Plasmid DNA was diluted with distilled water immediately before the transfection. Each experiment was performed on 20 dishes. Cells on each dish were treated with ultrasound (Figure 1(b)). Pulsed wave Doppler, color flow Doppler, and continuous wave Doppler were insonified from PSK-25AT how to order acoustic transducer with Toshiba SSA-380A (Toshiba Medical Systems), and harmonic

Inhibitors,research,lifescience,medical power Doppler was insonified from S3 transducer with Sonos 5500 (Phillips Medical Systems). The experimental results are shown in Figure 2. Continuous-wave Doppler ultrasound was the most efficacious and was used for subsequent experiments. Figure 2 Comparison of four modes of ultrasound for sonoporation. Cells treated with continuous-wave Doppler ultrasound yielded the largest amount of HGF protein indicating this to be the most effective ultrasound mode. CFD: color flow Doppler; PWD: pulsed wave … 2.5. Experiments for Dose-Effect Relations The medium in 35mm Petri dishes containing the cardiomyocytes was changed to fresh defined serum-free medium from DMEM+10% FCS. Rat HGF plasmid DNA was diluted Inhibitors,research,lifescience,medical with distilled water, and a volume corresponding to 60, 120, or 180μg was added to each of the 20 Petri dishes per DNA dose. Cells on each dish were then treated with continuous-wave Doppler ultrasound Inhibitors,research,lifescience,medical (frequency of

2.5MHz and acoustic intensity of 0.5W/cm² from a PSK-25AT acoustic transducer Inhibitors,research,lifescience,medical with Toshiba SSA-380A Ultrasound system) with SHU 508A liposome (1 × 107particles/mL) for acoustic exposure time of 30 or 60 seconds at room temperature (Figure 1(b)).
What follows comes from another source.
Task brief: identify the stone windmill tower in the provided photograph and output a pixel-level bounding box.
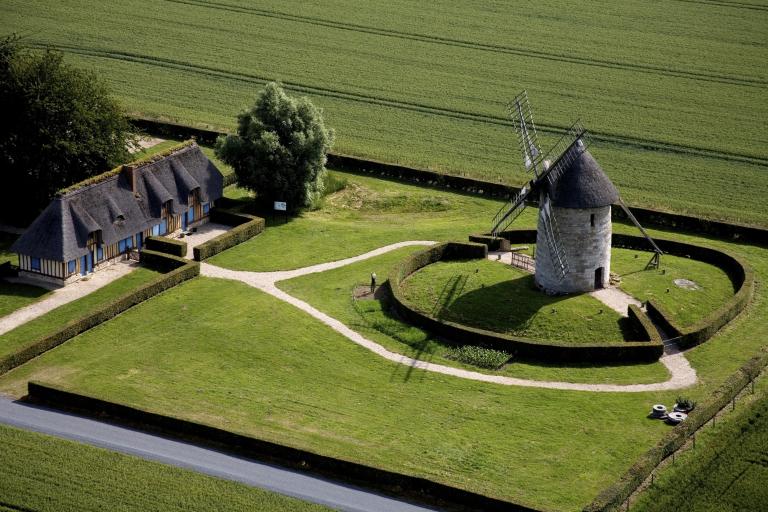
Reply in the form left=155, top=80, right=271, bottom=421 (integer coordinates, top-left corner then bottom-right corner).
left=491, top=91, right=661, bottom=294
In a separate series of experiments, we tested four liposome concentrations (0, 1 × 106, 1 × 107 or 1 × 108particles/mL), three insonification repetitions (1 insonification only, 3 or 5 insonifications for 30 seconds), and three DNA incubation times (15, 60 or 120min). After the incubation, the culture medium was changed to normal DMEM+10% FCS and the cells were cultured for 72 hours. In a separate set of experiments, we examined the effect of culture period on the amount of DNA product Inhibitors,research,lifescience,medical that is HGF protein by discontinuing culture at 24, 48, and 72 hours and Enzastaurin measuring the amount of rat HGF protein in the medium. The total amount of protein content in the cultured cells was GSK-3 measured and used to correct the HGF level in each dish. We measured rat HGF protein using an EIA kit (Institute of Immunology Co., Ltd., Tokyo, Japan) [13] and protein content of cultured cells using a Modified Lowry Protein Assay Kit (Pierce Biotechnology, Rockford). 2.6. Viability of Cultured Cells To determine the safety of sonoporation, in a separate experiment, cultured cells were exposed to 0.1% trypan blue for 5min just after ultrasound insonification. This allowed assessment of sarcolemmal membrane damage and was performed for each concentration of liposome, each insonification time, and each number of repetitions of insonification.